Die Monate Januar bis Mai im Rückblick

*tipptipp*
Mikrofontest, eins-zwo, eins-zwo?
*räusper*

Hölle, wie lange haben wir uns nicht mehr gesprochen? Also abseits eines Jahresrückblickes? Lassen Sie mich kurz nachschauen: Ein Jahr, vier Monate. Man könnte glatt behaupten, es wäre eingerissen. Das geht so natürlich nicht, das ganze schöne Leben undokumentiert; ich erreiche ja langsam auch so ein Alter, man wird vergesslich und plötzlich steht man am Ende des Jahres da und kramt Erinnerungen aus den Hirnwindungen wie Krümel aus der Couchritze. Nope. Ich möchte das nicht.

Januar

Ich beginne ein neues Beschäftigungsverhältnis im alten Job und bin fortan als Yogalehrerin in Festanstellung tätig. Sie müssen sich das ungefähr so vorstellen, als würde man eine neue Delphinart entdecken. Oder einen Superjackpot gewinnen.

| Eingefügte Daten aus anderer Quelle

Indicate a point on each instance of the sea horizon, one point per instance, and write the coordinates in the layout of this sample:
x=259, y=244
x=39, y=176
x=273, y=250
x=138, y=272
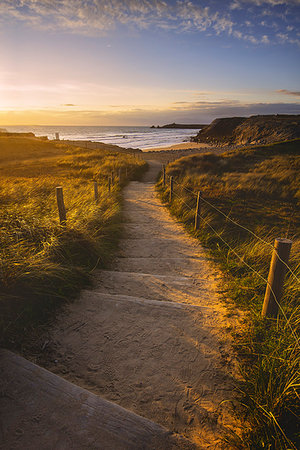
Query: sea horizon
x=142, y=137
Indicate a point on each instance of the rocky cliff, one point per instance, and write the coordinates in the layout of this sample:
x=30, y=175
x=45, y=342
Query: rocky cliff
x=251, y=130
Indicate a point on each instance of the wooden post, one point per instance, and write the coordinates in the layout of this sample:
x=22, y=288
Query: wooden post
x=197, y=212
x=61, y=205
x=171, y=189
x=96, y=191
x=276, y=277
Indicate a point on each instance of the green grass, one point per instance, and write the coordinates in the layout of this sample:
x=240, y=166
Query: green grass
x=43, y=264
x=260, y=189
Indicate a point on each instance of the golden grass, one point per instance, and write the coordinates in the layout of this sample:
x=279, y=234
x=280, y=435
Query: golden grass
x=258, y=188
x=41, y=262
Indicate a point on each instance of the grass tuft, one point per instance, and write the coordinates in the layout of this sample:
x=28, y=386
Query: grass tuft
x=43, y=264
x=258, y=187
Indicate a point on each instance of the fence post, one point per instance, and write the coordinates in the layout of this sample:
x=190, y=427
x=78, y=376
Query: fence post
x=96, y=191
x=61, y=205
x=197, y=212
x=171, y=189
x=282, y=248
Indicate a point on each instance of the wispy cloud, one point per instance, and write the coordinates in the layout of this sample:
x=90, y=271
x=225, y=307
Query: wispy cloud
x=188, y=113
x=99, y=17
x=287, y=92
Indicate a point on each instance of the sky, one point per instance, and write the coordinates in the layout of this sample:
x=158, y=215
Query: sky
x=140, y=62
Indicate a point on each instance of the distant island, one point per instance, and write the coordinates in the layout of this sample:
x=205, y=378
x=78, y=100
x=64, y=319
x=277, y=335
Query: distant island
x=261, y=129
x=180, y=125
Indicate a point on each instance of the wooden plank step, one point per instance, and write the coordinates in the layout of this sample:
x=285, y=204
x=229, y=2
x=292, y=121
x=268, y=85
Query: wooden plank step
x=40, y=410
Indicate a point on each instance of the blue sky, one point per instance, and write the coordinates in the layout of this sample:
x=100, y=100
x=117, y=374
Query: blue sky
x=96, y=62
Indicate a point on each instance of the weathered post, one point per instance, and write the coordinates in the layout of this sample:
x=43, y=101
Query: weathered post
x=61, y=205
x=96, y=191
x=171, y=189
x=164, y=175
x=197, y=212
x=281, y=253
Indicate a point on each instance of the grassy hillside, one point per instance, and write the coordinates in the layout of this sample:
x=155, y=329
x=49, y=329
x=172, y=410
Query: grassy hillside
x=43, y=263
x=259, y=188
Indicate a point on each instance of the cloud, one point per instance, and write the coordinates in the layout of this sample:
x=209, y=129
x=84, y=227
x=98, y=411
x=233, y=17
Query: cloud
x=287, y=92
x=99, y=17
x=189, y=112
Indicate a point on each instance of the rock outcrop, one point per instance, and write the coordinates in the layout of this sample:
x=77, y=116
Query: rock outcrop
x=251, y=130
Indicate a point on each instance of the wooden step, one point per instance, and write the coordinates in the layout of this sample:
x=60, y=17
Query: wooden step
x=40, y=410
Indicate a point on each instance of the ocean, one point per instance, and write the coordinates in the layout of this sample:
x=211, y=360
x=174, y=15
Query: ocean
x=134, y=137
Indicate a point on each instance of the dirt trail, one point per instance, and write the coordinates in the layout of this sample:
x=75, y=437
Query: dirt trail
x=152, y=334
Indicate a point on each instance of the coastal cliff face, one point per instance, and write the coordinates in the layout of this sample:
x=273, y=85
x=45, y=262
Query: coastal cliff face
x=251, y=130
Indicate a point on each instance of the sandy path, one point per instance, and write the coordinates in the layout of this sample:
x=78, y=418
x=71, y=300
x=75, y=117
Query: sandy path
x=152, y=334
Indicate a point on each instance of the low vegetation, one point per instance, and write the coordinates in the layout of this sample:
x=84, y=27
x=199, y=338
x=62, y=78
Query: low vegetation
x=43, y=263
x=259, y=188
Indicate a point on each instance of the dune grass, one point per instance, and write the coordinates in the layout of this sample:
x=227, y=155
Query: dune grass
x=42, y=263
x=260, y=189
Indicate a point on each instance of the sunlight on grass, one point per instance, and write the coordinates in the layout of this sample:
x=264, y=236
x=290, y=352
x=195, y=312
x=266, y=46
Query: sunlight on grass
x=43, y=263
x=260, y=189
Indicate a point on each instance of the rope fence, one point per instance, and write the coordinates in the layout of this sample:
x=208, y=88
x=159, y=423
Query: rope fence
x=280, y=255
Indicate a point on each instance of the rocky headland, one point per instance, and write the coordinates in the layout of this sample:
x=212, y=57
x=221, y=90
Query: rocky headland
x=234, y=131
x=180, y=125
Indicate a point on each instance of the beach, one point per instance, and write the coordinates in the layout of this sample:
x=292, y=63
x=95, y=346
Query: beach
x=181, y=146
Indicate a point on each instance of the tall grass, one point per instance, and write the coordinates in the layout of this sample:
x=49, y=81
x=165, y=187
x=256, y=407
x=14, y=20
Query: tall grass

Oder nach einer durchzechten Nacht ein Einhorn aus seiner Schlaffrisur bergen. So selten ist das, und ich habe Herzrasen und Schmetterlinge im Bauch vor lauter Glück und Erleichterung.

Ich beginne einen Selbstbehauptungskurs bei der Bonner Polizei und lerne erstaunliche Dinge über mich selbst, wie man anderen effektiv auf die Mütze haut und HALTSTOP brüllt, dass die Wände wackeln. Außerdem nehme ich die Suche nach einer Psychotherapeutin in Angriff und eine Handvoll probatorischer Erstgespräche wahr. Nachdem mir von der einen Tante nach zwanzig Minuten kurzerhand passiv-aggressives Verhalten bescheinigt und von der anderen aufgrund eines bloßen Fragebogens eine histrionische Persönlichkeitsstörung verdachtsdiagnostiziert wird, zeige ich erste seelische Abnutzungserscheinungen. Nicht gesehen werden ist kein Spaß, falsch beurteilt zu werden noch keinspaßer.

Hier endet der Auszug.